Rolling coverage of the day’s political developments as they happen
In her Guardian article Rebecca Long-Bailey says she will be supporting Angela Rayner for deputy Labour leader. Rayner, the shadow education secretary, has been tipped as a Labour leadership candidate herself but, as the Guardian reported two weeks ago, after the election her allies said she was focusing on the deputy leadership vacancy, leading to speculation that she and Long-Bailey would run on a joint ticket.
But last night’s Sky’s Sam Coates said that Long-Bailey’s comment was premature, because Rayner is not yet ready to announce that she is running for the deputy leadership.
NEW: Flatmate Fury?
Tonight Rebecca Long Bailey announced she’s backing flatmate Angela Rayner as deputy
– Rayner hasn’t announced candidacy
– Rayner isn’t endorsing RLB this side of the new year – perhaps never. She will make announcements after Wed
Aren’t they talking?
I understand Angela Rayner is going to have more discussions with colleagues this week and make an announcement either way (about endorsing RLB back) soon in the new year.

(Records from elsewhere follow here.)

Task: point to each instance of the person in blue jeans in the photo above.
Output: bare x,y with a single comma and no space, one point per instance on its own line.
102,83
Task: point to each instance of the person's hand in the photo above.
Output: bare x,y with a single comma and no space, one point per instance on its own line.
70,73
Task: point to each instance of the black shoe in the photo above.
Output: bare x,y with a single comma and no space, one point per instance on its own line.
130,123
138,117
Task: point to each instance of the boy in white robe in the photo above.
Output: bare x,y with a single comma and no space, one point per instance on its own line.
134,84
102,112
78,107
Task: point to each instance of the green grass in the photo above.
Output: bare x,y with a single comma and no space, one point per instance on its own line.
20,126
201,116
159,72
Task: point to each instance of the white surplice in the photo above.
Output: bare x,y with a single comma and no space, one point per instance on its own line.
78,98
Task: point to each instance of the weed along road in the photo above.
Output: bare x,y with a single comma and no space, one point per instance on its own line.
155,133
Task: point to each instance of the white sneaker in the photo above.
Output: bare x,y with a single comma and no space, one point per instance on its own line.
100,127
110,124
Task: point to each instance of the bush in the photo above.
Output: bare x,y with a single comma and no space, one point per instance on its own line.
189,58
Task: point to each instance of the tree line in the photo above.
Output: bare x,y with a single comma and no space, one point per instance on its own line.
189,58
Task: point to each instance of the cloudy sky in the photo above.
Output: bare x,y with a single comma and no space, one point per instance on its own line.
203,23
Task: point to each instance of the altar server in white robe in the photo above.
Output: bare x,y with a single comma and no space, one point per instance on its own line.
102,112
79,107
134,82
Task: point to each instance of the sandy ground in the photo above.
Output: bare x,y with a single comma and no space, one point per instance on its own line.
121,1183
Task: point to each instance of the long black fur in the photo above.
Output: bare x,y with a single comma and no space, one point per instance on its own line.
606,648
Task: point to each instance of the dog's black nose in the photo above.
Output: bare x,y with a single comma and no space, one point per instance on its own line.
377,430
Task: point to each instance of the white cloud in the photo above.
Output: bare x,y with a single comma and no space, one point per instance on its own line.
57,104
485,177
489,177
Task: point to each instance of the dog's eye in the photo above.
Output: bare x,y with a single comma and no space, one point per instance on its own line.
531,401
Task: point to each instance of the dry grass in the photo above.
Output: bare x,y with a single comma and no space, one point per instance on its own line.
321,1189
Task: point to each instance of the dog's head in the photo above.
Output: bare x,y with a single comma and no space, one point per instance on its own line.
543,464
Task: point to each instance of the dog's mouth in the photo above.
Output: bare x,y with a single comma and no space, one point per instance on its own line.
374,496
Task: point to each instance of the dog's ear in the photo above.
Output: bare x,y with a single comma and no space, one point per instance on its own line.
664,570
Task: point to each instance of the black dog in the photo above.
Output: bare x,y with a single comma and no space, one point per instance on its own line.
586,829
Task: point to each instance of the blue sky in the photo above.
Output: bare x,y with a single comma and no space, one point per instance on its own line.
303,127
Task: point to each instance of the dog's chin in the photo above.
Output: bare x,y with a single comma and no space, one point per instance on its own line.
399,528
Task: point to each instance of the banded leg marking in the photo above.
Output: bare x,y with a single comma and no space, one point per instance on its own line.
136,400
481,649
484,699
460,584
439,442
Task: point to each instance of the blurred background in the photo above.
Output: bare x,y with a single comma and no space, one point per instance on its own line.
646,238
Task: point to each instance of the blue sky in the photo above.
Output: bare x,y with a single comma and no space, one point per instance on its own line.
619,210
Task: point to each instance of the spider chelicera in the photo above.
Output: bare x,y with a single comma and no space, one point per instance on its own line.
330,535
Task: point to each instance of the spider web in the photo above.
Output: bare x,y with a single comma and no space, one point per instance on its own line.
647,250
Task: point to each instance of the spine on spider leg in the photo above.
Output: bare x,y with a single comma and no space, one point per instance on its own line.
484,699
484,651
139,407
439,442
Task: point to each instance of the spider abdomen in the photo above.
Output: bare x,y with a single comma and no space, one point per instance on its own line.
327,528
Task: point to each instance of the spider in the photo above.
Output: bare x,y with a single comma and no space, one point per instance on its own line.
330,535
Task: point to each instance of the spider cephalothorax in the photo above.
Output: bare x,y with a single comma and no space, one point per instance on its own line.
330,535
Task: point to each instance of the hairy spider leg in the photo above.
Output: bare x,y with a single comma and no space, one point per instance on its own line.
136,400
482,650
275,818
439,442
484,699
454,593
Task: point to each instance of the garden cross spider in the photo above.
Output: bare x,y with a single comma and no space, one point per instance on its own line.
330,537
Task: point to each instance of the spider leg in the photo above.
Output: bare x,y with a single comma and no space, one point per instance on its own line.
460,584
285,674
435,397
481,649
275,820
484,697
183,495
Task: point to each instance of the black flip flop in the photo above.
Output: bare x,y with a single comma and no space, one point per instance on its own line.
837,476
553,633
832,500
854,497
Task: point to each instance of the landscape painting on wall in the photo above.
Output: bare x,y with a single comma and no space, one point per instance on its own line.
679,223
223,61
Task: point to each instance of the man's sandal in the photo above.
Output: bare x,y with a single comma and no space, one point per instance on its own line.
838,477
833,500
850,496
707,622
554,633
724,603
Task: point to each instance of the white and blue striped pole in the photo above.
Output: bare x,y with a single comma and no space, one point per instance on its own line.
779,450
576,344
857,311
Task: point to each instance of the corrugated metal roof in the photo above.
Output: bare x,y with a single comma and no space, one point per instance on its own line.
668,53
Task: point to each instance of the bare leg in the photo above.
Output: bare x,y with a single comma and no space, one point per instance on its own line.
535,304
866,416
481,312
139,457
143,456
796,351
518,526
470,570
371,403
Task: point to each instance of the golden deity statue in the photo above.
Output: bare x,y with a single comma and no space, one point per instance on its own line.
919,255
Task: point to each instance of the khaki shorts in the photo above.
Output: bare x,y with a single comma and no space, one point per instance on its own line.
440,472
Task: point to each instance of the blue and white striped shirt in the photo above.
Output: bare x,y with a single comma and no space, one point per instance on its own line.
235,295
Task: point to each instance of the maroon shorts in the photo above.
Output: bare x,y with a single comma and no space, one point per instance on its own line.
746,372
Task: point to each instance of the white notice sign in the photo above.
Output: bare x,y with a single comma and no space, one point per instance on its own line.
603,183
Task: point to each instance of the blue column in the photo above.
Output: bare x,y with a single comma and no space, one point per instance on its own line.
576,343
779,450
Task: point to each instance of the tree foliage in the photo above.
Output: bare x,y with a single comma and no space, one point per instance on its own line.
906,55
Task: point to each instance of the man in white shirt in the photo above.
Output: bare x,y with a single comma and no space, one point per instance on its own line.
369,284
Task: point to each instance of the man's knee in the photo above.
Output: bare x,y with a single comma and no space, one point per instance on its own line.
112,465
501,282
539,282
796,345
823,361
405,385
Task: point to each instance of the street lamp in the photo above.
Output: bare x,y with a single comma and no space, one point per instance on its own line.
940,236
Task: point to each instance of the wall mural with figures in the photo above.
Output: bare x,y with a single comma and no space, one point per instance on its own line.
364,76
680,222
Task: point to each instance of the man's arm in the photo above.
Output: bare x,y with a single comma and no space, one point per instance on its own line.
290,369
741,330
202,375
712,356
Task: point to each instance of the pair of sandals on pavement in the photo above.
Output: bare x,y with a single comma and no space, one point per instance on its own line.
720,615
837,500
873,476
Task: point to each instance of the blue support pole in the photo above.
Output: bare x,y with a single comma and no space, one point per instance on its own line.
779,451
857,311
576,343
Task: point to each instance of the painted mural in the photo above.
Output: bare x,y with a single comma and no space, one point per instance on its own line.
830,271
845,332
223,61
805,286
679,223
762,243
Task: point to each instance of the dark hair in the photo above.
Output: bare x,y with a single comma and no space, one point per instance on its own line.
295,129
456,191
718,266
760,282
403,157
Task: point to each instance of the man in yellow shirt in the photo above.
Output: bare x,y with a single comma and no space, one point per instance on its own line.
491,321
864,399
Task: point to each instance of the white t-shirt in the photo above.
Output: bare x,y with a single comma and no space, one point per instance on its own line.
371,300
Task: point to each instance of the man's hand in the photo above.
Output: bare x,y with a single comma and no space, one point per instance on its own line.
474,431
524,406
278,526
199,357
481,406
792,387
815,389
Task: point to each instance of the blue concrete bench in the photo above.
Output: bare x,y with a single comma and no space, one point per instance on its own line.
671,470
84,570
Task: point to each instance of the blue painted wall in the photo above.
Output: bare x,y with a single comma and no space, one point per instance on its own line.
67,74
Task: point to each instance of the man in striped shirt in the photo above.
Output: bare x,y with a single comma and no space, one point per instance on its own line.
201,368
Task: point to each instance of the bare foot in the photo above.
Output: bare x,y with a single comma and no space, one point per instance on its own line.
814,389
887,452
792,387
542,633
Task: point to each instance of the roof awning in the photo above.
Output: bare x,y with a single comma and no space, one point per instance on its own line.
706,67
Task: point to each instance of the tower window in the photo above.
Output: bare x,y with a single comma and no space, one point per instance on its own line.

(Whispers) Could Angela Rayner still be considering a tilt at the top job #flatmatefrenemies
I’m describing Clive Lewis as a Labour leadership candidate because he has confirmed that he wants to run, as has Emily Thornberry. Sir Keir Starmer and Rebecca Long-Bailey also seem all but certain to run. Other people who are seriously considering running, or who at least have not ruled it out, are: Lisa Nandy, Jess Phillips, Yvette Cooper, Ian Lavery, David Lammy and Dan Jarvis.
But it is worth pointing out that, to be a candidate on the ballot paper, it is not enough for an MP just to declare that they are standing. They also need the support of 10% of Labour MPs (ie, 21 MPs). It used to be 15%, but the threshold was lowered after Jeremy Corbyn’s election as leader. Under the new rules, candidates also need the support of 5% of constituency Labour parties (CLPs) to be included on the ballot (that’s 33 of them), or 5% of the union/affiliates vote. Luke Akehurst has a more detailed guide to the new rules here, in an article for Politics.co.uk.